Suntikan dengan segala bentuknya, baik yang dari tangan, dari paha, pantat, atau yang dimasukan lewat anus, termasuk yang berupa infus dan lainya, semuanya tidak membatalkan puasa. Alasanya adalah:


  1. Karena cairan dari suntikan tersebut tidak masuk kedalam perut melalui cara yang biasa dilakukan seseorang yang sedang makan ataupun minum.
  2. Karena makan dan minum yang biasa dilakukan orang melalui mulut terdapat unsur kenikmatan yang tidak terwujud dalam suntikan, infus, ataupun yang lainya.

Adapun pendapat yang mengatakan infus dan suntikan membatalkan puasa, alasanya adalah karena suntikan tersebut dapat mengenyangkan seseorang yang disuntik. Tetapi alasan ini kurang tepat, karena alasan batalnya puasa dengan makan dan minum bukanlah karena makanan dan minuman itu dapat mengenyangkan.   Sebagaimana kita ketahui, bahwa orang tidak akan kenyang apabila hanya makan satu nasi, atau setetes air ataupun dengan asap rokok. Namun, puasanya akan tetap batal apabila hal tersebut telah dilakukan walau tidak kenyang. Dan salah satu hal yang membatalkan puasa adalah, dengan sengaja menelan sesuatu melalui mulut dan masuk kedalam perut. Wallahua a'lam.

Selasa, 10 Juni 2014

Tidurnya Orang yang Berpuasa Dihitung Pahala?


Tidur orang yang berpuasa dihitung pahala apabila tidurnya tersebut diniatkan untuk beribadah kepada Allah ta'ala.
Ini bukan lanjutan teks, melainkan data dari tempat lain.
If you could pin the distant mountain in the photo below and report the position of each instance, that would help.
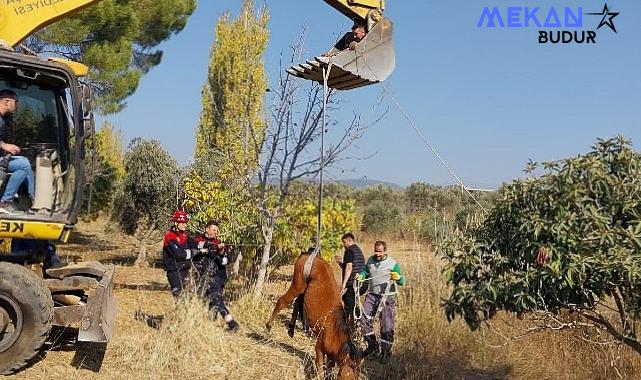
(360, 183)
Contohnya apabila ia tidur dengan tujuan dan berniat untuk dapat sholat berjama'ah ataupun sholat malam dengan penuh konsentrasi, tidurnya orang tersebut insyaAllah berpahala. Begitu juga orang puasa yang tidur dengan berniat menghindari hal-hal yang membatalkan puasa maka tidurnya adalah ibadah.

Adapun riwayat yang menyebutkan bahwa Rasulullah SAW. bersabda:

"Tidurnya orang yang berpuasa itu adalah ibadah dan diamnya adalah tasbih"
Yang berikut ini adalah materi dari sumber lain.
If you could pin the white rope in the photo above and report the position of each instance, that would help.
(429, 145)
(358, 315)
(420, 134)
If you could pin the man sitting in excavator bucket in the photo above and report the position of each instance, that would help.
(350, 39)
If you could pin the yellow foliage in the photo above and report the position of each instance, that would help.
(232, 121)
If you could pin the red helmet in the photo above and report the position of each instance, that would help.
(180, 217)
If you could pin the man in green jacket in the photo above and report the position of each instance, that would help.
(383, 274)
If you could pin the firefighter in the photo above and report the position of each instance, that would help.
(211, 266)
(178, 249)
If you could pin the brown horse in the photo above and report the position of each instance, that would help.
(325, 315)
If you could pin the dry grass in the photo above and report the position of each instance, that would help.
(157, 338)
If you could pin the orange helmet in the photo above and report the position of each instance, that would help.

Para ulama sepakat bahwa hadits tersebut adalah hadits maudhu' (Hadits palsu), yaitu hadits yang dibuat manusia selain Rasulullah. Rasulullah SAW. tidak pernah mensabdakan hadits tersebut. Akan tetapi hal ini tidak menafikan bahwa tidurnya orang yang berpuasa adalah ibadah. Sebagai mana yang telah kami terangkan. Wallahu a'lam.